Plasma coagulation β-FXIIa and catecholamine measurements
At the end of the recovery period, arterial blood (500 μl samples) were collected in 3.8% buffered citrate solution (Vacutainer, blue-top; Becton Dickinson) for β-FXIIa determinations, and in K2EDTA (365973, Microtainer, lavender-top; Becton Dickinson) for catecholamine assay. Samples were centrifuged immediately at 2000 g for 20 min at 4°C. Plasma was separated and stored at −80°C in approximately 100 μl aliquots for analysis. Plasma β-FXIIa was measured using a novel FXIIa ELISA that employs mAb (monoclonal antibody) 201/9 which binds to conformational epitopes on the heavy chain of β-FXIIa and exhibits no cross-reactivity with FXII zymogen or FXIIa–inhibitor complexes [21]. Adrenaline and noradrenaline concentrations were determined using HPLC with electrochemical detection [22].
Statistical analysis
Numerical data are presented as means±S.E.M. Statistical comparisons were analysed using Sigma Stat program (version 2.03; SPSS). These investigations were structured as if two separate studies, with findings in the experimental group (β-FXIIa) compared first with its saline control, and subsequently to the group into which β-FXIIa was infused subsequent to 2ADX. Thus Student's t test was used to compare baseline values, plasma β-FXIIa and plasma catecholamine concentrations between the β-FXIIa experimental group and these two specific control reference groups (β-FXIIa compared with control; β-FXIIa compared with 2ADX). As shown in Figure 1, the haemodynamic data acquired over the entire experiment were averaged over 5 min intervals. To obtain means for subsequent analysis, 0–30 min data were averaged to obtain steady-state baseline values, and for comparisons against baseline, 40–90 min data were averaged to obtain steady-state infusion period values, and 100–120 min data were averaged to obtain steady-state recovery period values. Steady-state values within-treatment groups (baseline compared with infusion compared with recovery) and between-treatment groups (β-FXIIa compared with control; β-FXIIa compared with 2ADX) were compared by two-way ANOVA, applying the Student–Newman–Keuls post hoc test for pairwise multiple comparisons. A value for P<0.05 was required for statistical significance.
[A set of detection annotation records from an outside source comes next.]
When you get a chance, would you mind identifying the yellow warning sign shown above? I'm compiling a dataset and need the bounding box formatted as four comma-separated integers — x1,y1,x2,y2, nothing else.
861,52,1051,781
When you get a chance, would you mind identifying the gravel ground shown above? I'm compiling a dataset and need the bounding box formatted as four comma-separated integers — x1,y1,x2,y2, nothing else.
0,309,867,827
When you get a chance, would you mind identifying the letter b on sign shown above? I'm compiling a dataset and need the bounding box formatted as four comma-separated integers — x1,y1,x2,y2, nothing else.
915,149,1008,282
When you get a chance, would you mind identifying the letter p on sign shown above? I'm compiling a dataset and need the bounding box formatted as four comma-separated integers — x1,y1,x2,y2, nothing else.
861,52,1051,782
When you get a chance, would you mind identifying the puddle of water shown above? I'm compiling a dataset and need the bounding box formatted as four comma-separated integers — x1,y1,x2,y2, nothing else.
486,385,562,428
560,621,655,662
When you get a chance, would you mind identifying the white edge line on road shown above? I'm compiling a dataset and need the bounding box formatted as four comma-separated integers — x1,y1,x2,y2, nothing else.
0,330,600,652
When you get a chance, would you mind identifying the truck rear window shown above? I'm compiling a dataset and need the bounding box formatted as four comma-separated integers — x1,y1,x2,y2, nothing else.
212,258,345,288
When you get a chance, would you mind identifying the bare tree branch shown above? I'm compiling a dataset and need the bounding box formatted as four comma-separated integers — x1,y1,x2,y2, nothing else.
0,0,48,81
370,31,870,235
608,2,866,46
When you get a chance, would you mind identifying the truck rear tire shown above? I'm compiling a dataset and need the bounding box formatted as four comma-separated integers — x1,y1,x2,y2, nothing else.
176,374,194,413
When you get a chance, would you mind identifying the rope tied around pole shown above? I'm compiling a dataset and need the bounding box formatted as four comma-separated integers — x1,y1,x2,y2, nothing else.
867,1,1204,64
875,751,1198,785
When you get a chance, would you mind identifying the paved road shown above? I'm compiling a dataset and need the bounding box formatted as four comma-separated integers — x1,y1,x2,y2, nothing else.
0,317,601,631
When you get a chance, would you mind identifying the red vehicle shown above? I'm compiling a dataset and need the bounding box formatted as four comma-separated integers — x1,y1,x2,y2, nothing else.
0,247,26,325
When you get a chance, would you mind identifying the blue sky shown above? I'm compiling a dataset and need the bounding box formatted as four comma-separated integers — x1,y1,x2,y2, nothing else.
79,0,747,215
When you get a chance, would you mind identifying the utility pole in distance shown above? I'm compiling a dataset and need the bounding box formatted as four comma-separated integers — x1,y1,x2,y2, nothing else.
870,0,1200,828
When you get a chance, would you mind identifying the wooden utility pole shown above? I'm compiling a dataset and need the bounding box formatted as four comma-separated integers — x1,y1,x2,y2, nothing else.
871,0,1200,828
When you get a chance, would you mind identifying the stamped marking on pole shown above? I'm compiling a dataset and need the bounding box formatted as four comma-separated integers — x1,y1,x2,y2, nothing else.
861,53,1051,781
Time course of changes in arterial BP, MAP, HR, LV volume, CO and TPR before infusion, during infusion and over a 30 min post-infusion recovery period in the control, β-FXIIa and 2ADX groups
RESULTS
Table 1 presents for the experimental group, and for the two respective control groups, mean baseline data for each of the haemodynamic variables studied. Apart from TPR, there were no differences in baseline haemodynamic values between the β-FXIIa and saline control group. Removal of the adrenal gland resulted in significantly lower baseline BP, HR and TPR, yet significantly higher SV, as compared with the β-FXIIa experimental group.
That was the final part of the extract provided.